Fourth, implement DLQ (dead letter queue) handling. If a message consistently fails to process (malformed JSON, service unavailable), you don’t want it blocking the rest of the queue. SQS supports DLQs, which catch problematic messages and let you investigate them separately.
Finally, test your failure scenarios. Create a test secret, deliberately break its rotation function, and verify that your entire pipeline works end-to-end. Does the Lambda actually run? Does SNS deliver notifications? Does SQS capture events? It’s far better to find gaps in your incident response during a controlled test than during an actual production incident.
The Bigger Picture: Event-Driven Security#
What we’ve built here is more than just a notification system—it’s an event-driven security and operational workflow. By treating secret rotation events as first-class citizens in your architecture, you’re creating a system that’s observable, automated, and resilient.
This pattern extends beyond secret rotation. EventBridge rules can respond to EC2 state changes, RDS failovers, Lambda errors, or any other AWS event. The same principles apply: capture the event, route it to appropriate targets, and trigger automated responses. Over time, you build a self-healing infrastructure where common failure modes are detected and remediated before they affect users.

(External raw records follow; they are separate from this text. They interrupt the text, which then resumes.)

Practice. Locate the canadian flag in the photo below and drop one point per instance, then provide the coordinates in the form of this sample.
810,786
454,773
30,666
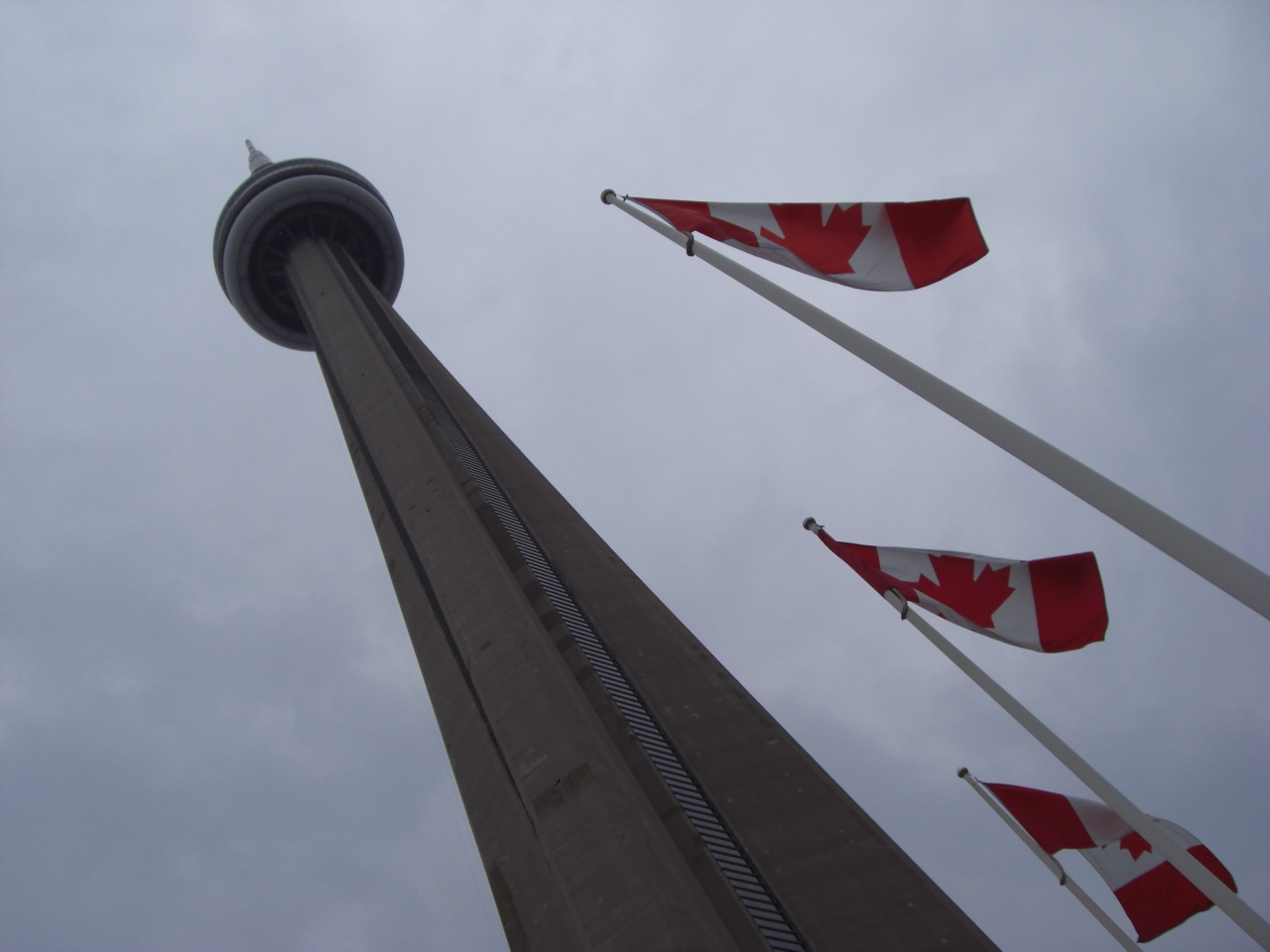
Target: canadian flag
1047,604
871,245
1153,893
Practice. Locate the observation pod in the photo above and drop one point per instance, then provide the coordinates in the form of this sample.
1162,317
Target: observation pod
626,793
281,203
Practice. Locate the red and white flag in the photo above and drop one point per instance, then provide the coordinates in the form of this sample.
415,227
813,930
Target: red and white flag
871,245
1155,895
1047,604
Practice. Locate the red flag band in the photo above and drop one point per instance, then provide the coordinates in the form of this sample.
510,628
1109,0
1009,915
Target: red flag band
1153,893
871,245
1047,604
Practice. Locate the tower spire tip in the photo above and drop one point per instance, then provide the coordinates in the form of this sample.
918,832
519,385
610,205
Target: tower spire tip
255,159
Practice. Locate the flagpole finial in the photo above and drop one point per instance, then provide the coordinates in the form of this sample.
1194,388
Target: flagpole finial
255,159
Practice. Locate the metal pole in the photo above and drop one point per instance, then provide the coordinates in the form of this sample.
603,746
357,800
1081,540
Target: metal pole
1203,556
1052,865
1239,911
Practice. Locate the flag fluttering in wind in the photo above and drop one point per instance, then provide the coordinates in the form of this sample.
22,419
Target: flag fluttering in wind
1047,604
1153,893
871,245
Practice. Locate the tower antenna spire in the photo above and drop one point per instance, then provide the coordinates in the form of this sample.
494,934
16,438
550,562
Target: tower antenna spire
255,159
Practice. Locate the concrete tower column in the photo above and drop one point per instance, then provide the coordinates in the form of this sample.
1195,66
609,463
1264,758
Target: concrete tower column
624,789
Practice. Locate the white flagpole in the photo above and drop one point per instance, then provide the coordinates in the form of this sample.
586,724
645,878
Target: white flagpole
1052,865
1239,911
1199,553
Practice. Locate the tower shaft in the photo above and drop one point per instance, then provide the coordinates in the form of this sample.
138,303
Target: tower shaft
625,791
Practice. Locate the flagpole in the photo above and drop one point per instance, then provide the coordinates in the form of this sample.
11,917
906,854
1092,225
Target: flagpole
1199,553
1052,865
1239,911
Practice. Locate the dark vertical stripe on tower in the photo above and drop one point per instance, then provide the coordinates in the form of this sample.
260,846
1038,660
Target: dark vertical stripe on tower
730,857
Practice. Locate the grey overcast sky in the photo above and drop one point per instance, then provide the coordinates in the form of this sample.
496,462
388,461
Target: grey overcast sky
212,730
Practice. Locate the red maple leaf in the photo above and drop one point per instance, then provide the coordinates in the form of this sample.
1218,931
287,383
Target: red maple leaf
1135,843
974,599
826,245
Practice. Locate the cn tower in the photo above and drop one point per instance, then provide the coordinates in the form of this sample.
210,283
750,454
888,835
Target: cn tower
625,791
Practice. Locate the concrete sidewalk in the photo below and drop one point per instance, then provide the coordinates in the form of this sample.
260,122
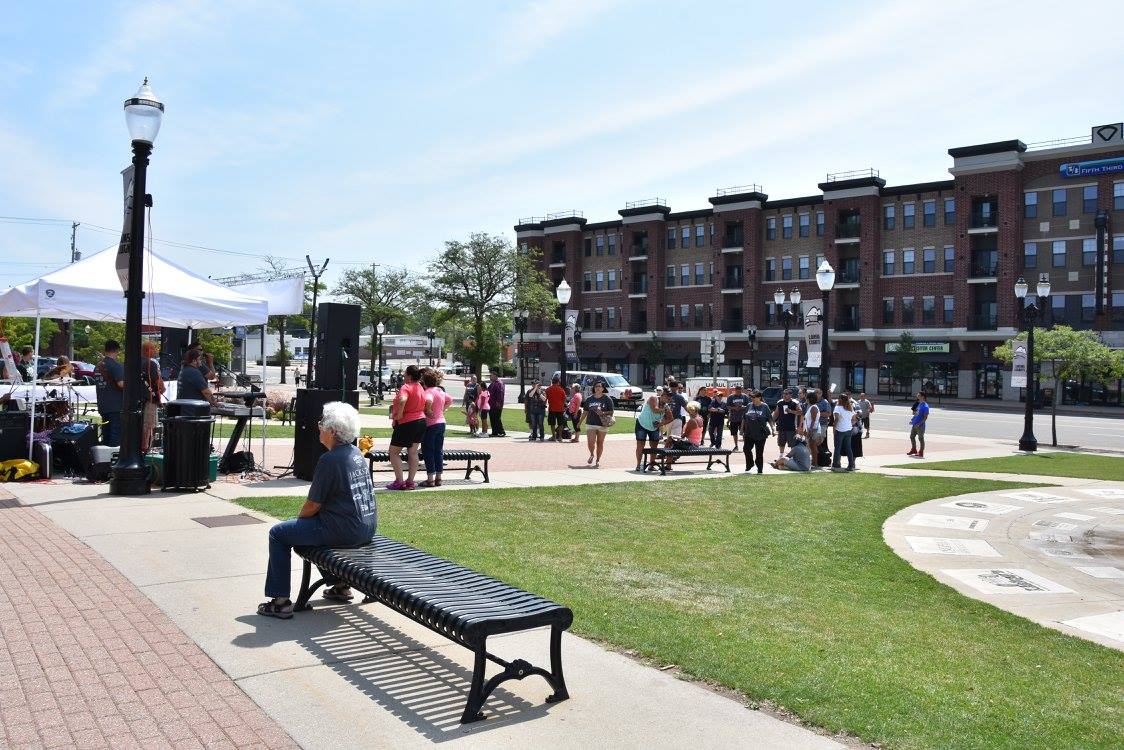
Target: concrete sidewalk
346,676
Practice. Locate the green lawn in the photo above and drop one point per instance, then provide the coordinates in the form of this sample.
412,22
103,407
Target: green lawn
781,588
1043,464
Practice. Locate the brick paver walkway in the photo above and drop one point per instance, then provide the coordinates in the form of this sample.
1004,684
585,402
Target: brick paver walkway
88,661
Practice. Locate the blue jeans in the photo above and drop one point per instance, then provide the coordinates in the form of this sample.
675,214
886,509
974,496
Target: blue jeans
283,536
111,428
433,448
843,444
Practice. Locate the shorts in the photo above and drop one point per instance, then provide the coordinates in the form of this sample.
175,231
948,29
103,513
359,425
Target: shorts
408,434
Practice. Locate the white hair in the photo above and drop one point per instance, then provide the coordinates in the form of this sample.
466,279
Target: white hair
342,421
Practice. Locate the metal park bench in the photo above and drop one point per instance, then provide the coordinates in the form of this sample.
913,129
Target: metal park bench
472,460
661,457
460,604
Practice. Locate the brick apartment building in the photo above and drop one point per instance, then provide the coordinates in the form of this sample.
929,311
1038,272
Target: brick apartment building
936,259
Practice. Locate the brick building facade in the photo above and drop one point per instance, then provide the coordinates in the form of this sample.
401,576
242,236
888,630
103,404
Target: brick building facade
936,259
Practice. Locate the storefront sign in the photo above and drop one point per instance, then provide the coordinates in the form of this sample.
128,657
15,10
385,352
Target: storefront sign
1018,364
922,346
1098,166
813,332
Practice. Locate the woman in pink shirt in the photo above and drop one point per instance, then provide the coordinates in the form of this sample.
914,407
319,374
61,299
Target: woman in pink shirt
407,415
433,443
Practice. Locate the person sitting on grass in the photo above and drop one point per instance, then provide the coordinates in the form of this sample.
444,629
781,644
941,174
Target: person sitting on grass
341,511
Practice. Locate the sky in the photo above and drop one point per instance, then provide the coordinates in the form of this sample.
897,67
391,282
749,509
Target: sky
374,132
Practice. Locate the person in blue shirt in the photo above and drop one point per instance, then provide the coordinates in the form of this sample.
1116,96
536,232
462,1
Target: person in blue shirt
341,511
917,427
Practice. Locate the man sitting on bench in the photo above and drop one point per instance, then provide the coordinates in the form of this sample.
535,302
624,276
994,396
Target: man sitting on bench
341,509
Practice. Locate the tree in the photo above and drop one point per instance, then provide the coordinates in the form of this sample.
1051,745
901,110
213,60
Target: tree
907,366
386,297
486,277
1071,355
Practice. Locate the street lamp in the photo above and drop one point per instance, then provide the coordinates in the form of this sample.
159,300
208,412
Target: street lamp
788,315
825,279
1030,316
520,325
562,294
143,114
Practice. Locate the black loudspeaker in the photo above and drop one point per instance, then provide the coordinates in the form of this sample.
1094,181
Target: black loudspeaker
307,449
336,346
173,342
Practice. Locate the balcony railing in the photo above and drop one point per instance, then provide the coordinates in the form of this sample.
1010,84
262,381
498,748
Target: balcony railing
984,322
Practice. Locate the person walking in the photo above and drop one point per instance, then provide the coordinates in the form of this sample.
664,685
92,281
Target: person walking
917,427
407,416
598,418
433,442
757,427
647,428
735,406
496,391
844,417
534,406
864,407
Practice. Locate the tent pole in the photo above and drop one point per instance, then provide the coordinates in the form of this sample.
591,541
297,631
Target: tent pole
35,385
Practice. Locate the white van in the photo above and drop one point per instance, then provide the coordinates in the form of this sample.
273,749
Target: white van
623,395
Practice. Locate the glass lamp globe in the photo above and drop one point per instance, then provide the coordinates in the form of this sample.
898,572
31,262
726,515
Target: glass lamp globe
143,114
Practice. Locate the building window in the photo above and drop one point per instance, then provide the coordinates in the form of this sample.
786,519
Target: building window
1059,201
1059,253
1089,199
927,310
1089,251
907,310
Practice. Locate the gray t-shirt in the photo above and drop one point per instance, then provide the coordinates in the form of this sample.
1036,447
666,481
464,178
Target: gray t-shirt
342,486
191,383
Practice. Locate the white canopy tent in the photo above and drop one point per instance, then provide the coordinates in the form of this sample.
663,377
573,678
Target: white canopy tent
90,290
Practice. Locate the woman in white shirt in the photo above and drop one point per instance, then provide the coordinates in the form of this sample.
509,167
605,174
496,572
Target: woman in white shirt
843,417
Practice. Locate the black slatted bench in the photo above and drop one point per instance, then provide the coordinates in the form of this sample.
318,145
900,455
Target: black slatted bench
660,457
472,460
460,604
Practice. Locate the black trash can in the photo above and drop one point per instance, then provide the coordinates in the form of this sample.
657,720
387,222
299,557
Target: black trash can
187,445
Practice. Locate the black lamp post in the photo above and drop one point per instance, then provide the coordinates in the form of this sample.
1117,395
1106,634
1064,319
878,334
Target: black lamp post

The key is recognizing that events are data, and data enables action. By instrumenting your systems to emit events and building rules to respond to them, you’re moving from a reactive, manual operational model to a proactive, automated one.
Conclusion#
Secret rotation is a critical security practice, but it only works if you can detect and respond to failures. AWS Secrets Manager publishes rotation events, and EventBridge makes it trivial to build sophisticated responses to those events. A few carefully crafted rules can connect rotation failures to SNS notifications, Lambda remediation, and SQS audit logging, creating a system where failures trigger automatic recovery attempts before ops teams even need to get involved.
The architecture is elegant because each piece has a single responsibility. Secrets Manager manages credentials. EventBridge routes events. Lambda orchestrates recovery. SNS notifies humans. SQS preserves audit history. By combining these services through event-driven patterns, you build a rotation system that’s transparent, resilient, and aligned with how modern applications should operate.
Start by implementing the basics: EventBridge rules to capture rotation failures, an SNS topic for notifications, and an SQS queue for auditing. From there, layer in Lambda-based remediation to handle your specific failure scenarios. Test thoroughly, monitor the whole pipeline, and over time you’ll develop a system you can trust to keep your secrets fresh and your applications running.